One finger parted the folds of her sex in a quick, furtive swipe. “You’re wet.”
She reached down and guided his cock into position. “I know.”
“All right.” He raised her up against the bulkhead again, holding her tight as a clamp. “All right,” he repeated, and penetrated her.
She tried to tilt to his thrust, to rush the sweet slide of his flesh into hers. She couldn’t move, not even an inch. She tossed her head and tried to twist loose of his grip, to no effect.
But he was immovable as granite. He inched into her. It could not be called a thrust, it was so slow. And yet it wasn’t tender, either. He was big enough to stretch her, to leave sharp, pinching pain in his wake. At the last, she held her breath, half-stunned, her vision blurring.
And then he did it again. She didn’t understand.

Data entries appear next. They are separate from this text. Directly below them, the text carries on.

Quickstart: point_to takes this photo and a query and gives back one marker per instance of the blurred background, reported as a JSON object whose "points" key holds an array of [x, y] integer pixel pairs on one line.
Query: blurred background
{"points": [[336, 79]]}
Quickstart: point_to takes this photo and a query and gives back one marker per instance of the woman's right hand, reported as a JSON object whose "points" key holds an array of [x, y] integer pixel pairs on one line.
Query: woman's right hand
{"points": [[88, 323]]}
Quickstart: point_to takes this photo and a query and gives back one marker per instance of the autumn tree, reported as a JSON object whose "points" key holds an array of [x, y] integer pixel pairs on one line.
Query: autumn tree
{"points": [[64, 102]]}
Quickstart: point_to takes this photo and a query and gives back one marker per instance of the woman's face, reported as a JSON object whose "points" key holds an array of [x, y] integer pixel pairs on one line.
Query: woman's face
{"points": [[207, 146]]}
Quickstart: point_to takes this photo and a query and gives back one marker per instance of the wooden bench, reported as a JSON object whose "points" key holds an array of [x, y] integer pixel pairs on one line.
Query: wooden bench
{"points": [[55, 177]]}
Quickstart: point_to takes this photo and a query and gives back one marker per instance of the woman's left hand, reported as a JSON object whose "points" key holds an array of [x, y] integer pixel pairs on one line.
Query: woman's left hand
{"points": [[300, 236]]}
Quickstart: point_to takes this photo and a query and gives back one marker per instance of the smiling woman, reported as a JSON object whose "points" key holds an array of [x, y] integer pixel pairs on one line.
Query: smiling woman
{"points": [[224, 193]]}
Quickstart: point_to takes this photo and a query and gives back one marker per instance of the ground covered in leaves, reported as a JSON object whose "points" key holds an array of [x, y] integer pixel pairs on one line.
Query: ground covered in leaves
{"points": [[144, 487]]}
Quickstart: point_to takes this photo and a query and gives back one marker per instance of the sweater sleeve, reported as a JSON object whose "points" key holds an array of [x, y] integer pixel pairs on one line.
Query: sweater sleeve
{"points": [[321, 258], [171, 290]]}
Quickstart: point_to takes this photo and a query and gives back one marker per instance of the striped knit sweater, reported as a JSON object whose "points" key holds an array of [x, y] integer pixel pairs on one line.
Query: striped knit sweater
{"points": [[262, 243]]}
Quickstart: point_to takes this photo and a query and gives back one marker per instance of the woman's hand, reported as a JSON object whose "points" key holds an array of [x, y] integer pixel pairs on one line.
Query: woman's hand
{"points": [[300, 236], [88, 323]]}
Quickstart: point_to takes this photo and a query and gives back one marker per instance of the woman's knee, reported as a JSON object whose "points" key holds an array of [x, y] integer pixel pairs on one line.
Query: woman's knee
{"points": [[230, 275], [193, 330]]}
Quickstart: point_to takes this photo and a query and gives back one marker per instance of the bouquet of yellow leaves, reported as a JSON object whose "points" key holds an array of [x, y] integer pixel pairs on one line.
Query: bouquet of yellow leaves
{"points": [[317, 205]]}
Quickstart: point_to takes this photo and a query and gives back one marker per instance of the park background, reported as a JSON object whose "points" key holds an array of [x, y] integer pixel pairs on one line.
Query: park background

This wasn’t sex. It wasn’t quite pleasure, either. It was
more like being invaded. She was utterly, uncomfortably conscious of something foreign inside of her, moving independently, without her participation.
“I don’t—”
He froze. “Do you want me to stop?”
The message was clear. She had two options: to let him do as he pleased, or end the encounter. He sounded so calm that she didn’t doubt he would withdraw, while she was desperate for more.
She closed her eyes. “No.”
“Good.” He rolled his hips, a small motion, but pleasure bolted up her spine.
Her hands flitted restlessly up and down his arms. He was still mostly dressed; waistcoat, cravat, shirt. Beneath his clothes, his muscles were locked tight, hard and unyielding.
He rolled his hips again, and she felt a breathless catch of pleasure. She tried to repeat it, to grind herself against him, but she couldn’t move. With a small snarl, she began to thrash. To shove, even, heaving against his shoulders. It did no good at all. He held her immobile, moved in maddening little pulses.
“I’m going to bite you,” she seethed, struggling. “I’m going to slap you. I’m going to—”
“Do you want me to stop?” he repeated.
“I hate you,” she raged.
He silenced her with an openmouthed kiss. She seized his head with both hands, sucking his lips, thrusting her tongue between his teeth, lashing it against his. The relief was so tremendous she almost cried.
He pulsed again, and a little, high-pitched noise escaped her mouth. Breathy surprise. Helpless pleasure.
“Oh God,” she whispered. She was going to come. “Oh, God.”
“That’s right,” he murmured, relaxing his hold a little and kissing her back. “Almost.”
Nothing she’d ever felt before came close. She melted. Her whole body vibrated like water at a high simmer. She went liquid and the only solid thing in the world was the great thick cock rigid inside of her, hot as a brand.
“Lily,” he said, his lush voice pulling her like a lodestone.
She met his solemn dark eyes. She felt insubstantial between the wall at her back, the solid muscle at her font, hardly a body at all.